Popular science scholar and famous television host Igor Bogdanoff died on Monday at the age of 72, less than a week after his brother Grichka, both of two infections with Covid-19, according to relatives.

 They were together, in the 80s, stars of the small screen in France for having launched the first science fiction program.

 The family did not wish to communicate on the causes of the death of Igor Bogdanoff, which occurred Monday afternoon in a Parisian hospital.


 Her twin brother Grichka died on December 28, after several days in hospital and in a coma. There too, the family did not wish to communicate on the causes of his death but relatives assured that he was not vaccinated and that he had died of Covid-19

 Shortly after Igor's death, the lawyer for the two brothers, Me Edouard de Lamaze, confirmed on RTL radio that this new death was due to Covid. He, however, refused to confirm that Igor was not vaccinated, stating that he was "a lawyer, (...) not a doctor".

 Luc Ferry, professor of philosophy and former French Minister of Education, friend of the two brothers, assured Le Parisien newspaper, the day after Grichka's death, that the Bogdanoffs were not vaccinated.
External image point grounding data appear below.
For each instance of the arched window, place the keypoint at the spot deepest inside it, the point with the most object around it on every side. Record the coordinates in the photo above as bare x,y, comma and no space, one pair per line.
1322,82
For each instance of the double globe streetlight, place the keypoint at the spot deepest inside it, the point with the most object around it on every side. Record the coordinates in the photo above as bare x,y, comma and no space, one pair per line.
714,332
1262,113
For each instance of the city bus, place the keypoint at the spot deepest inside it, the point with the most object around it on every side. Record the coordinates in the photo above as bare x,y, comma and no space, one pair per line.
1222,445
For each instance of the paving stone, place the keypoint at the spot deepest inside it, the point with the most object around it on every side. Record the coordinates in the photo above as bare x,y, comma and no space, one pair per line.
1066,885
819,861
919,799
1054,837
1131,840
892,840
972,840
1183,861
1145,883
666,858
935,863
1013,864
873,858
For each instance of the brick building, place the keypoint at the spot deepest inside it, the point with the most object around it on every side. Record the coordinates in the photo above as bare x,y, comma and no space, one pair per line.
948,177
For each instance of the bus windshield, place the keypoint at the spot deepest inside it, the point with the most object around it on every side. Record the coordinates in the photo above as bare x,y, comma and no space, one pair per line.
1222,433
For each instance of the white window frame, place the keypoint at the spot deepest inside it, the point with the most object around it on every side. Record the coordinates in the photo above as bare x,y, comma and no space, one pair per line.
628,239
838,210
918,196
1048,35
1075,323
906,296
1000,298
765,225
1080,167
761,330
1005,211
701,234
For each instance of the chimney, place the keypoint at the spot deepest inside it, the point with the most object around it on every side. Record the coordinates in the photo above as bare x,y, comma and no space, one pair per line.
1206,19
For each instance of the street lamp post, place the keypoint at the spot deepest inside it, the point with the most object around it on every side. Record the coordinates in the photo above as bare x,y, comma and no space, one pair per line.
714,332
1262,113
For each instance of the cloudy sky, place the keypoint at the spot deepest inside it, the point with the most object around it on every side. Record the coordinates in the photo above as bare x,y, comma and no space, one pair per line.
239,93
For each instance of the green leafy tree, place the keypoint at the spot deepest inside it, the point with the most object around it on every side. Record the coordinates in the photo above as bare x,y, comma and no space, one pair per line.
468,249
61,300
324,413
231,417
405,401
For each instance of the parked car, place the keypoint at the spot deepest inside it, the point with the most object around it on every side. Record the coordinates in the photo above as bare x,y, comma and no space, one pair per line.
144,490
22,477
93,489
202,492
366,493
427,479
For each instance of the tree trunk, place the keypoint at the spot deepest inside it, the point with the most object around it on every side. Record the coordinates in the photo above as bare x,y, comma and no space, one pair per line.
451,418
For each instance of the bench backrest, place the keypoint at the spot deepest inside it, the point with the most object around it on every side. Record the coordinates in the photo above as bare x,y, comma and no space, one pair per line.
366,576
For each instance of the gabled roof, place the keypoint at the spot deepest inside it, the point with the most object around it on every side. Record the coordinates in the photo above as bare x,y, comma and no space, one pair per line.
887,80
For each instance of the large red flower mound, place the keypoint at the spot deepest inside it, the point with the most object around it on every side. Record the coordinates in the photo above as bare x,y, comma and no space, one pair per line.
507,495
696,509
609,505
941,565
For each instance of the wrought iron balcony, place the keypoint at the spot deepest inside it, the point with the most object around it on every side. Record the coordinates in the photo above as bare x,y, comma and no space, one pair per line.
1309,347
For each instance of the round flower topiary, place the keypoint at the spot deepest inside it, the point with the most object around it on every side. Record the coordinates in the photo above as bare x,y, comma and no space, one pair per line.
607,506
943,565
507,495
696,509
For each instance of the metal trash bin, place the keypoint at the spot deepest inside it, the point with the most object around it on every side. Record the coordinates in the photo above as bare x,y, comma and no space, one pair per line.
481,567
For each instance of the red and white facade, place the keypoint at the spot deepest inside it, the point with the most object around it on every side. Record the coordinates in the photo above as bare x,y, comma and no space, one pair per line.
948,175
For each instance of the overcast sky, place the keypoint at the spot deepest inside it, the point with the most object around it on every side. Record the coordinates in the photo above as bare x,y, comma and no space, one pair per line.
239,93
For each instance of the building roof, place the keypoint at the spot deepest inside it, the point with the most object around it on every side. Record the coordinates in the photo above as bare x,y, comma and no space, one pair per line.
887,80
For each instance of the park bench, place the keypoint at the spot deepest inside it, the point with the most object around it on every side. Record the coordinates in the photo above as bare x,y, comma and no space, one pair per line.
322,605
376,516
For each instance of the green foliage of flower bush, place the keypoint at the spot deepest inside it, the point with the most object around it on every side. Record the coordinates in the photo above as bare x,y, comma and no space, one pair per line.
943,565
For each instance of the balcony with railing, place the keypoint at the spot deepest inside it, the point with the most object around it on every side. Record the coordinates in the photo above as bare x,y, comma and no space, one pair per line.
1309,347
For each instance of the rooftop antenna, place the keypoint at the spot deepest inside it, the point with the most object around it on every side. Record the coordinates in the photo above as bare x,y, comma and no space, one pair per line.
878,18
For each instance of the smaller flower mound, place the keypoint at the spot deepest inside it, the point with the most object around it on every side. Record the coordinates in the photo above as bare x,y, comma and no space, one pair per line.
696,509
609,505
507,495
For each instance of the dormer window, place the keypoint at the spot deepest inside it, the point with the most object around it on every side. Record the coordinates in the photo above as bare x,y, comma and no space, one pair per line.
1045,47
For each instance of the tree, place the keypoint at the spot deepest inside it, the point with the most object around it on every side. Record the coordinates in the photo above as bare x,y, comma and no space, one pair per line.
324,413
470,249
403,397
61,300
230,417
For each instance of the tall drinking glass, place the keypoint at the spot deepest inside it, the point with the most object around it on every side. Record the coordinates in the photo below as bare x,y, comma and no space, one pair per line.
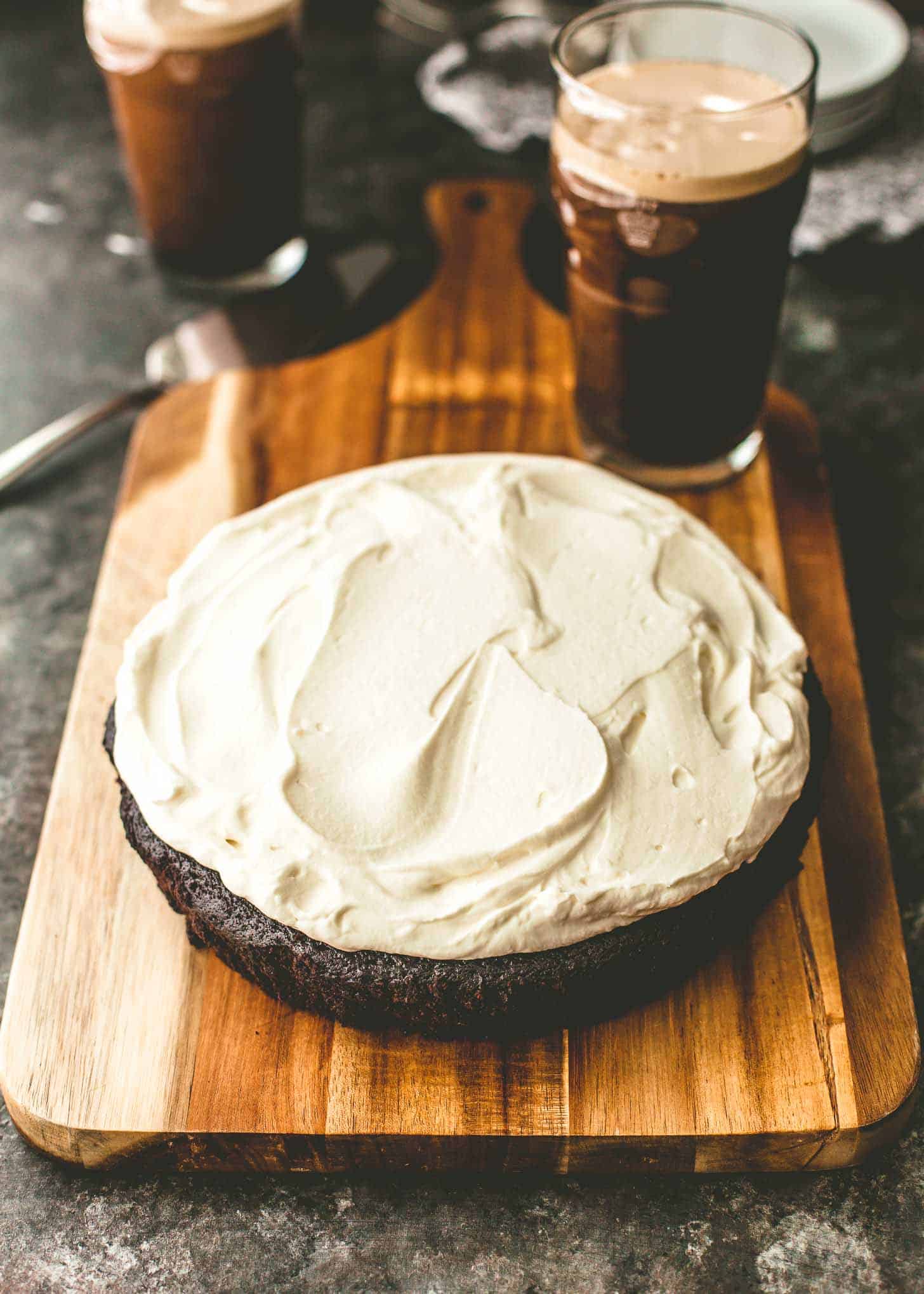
680,162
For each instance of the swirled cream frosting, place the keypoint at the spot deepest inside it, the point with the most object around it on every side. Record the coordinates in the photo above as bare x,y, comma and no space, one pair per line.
465,705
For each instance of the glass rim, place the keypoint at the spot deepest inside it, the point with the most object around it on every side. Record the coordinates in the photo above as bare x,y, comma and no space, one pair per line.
614,10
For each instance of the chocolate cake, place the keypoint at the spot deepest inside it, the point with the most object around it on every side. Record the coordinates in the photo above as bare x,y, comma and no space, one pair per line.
475,743
506,997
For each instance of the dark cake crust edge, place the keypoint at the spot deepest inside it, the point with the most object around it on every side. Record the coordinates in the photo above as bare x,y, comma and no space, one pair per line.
513,996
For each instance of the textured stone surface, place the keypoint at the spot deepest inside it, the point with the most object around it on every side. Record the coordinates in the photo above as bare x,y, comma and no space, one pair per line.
76,314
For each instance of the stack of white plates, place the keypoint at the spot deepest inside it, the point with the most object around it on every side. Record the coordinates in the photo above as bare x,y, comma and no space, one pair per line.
861,46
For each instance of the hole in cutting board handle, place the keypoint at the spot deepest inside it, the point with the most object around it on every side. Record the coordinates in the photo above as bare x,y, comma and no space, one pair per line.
477,201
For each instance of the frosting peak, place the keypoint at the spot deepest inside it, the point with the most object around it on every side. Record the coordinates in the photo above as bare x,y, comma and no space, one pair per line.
464,705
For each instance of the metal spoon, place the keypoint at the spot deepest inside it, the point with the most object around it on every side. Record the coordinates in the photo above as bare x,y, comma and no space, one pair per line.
270,328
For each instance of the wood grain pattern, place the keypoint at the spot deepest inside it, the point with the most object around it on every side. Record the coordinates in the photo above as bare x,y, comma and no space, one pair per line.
795,1048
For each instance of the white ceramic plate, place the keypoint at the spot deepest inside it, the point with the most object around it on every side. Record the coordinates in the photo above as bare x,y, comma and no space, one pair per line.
835,135
861,43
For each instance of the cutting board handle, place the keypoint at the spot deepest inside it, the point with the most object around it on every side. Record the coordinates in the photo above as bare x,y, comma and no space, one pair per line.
479,227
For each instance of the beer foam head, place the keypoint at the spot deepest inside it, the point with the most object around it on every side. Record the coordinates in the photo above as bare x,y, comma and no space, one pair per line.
678,131
182,23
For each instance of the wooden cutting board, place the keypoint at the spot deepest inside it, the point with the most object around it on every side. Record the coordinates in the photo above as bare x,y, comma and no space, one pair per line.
795,1048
 Igor Bogdanoff, father of six children born from several unions, had been hospitalized since mid-December, as was his brother.


 Famous and controversial

 Made famous in the 1980s by their sci-fi show "Temps X" on the TF1 channel, where they evolved in a spaceship setting with futuristic suits, Igor and Grichka had become the object of mockery for their faces deeply. transformed which they themselves qualified as "extraterrestrials".

 Their scientific works have also sparked their share of controversy and earned them the wrath of a section of the scientific community who criticized the "low value" of their work.

 They had been accused of plagiarism by American astrophysicist Trinh Xuan Thuan for one of their best-known publications, "God and Science," interview with philosopher Jean Guitton (1991).

 In 2010, the French weekly Marianne published extracts from a CNRS report according to which the theses and other articles of the two brothers had "no scientific value". In 2012, 170 scientists claimed their "right to blame" after the conviction of a CNRS researcher criticizing writings by the twins.

 Marianne will be convicted of defamation in 2014, but soon after, the brothers will be dismissed in an action brought before the administrative tribunal of Paris against the CNRS.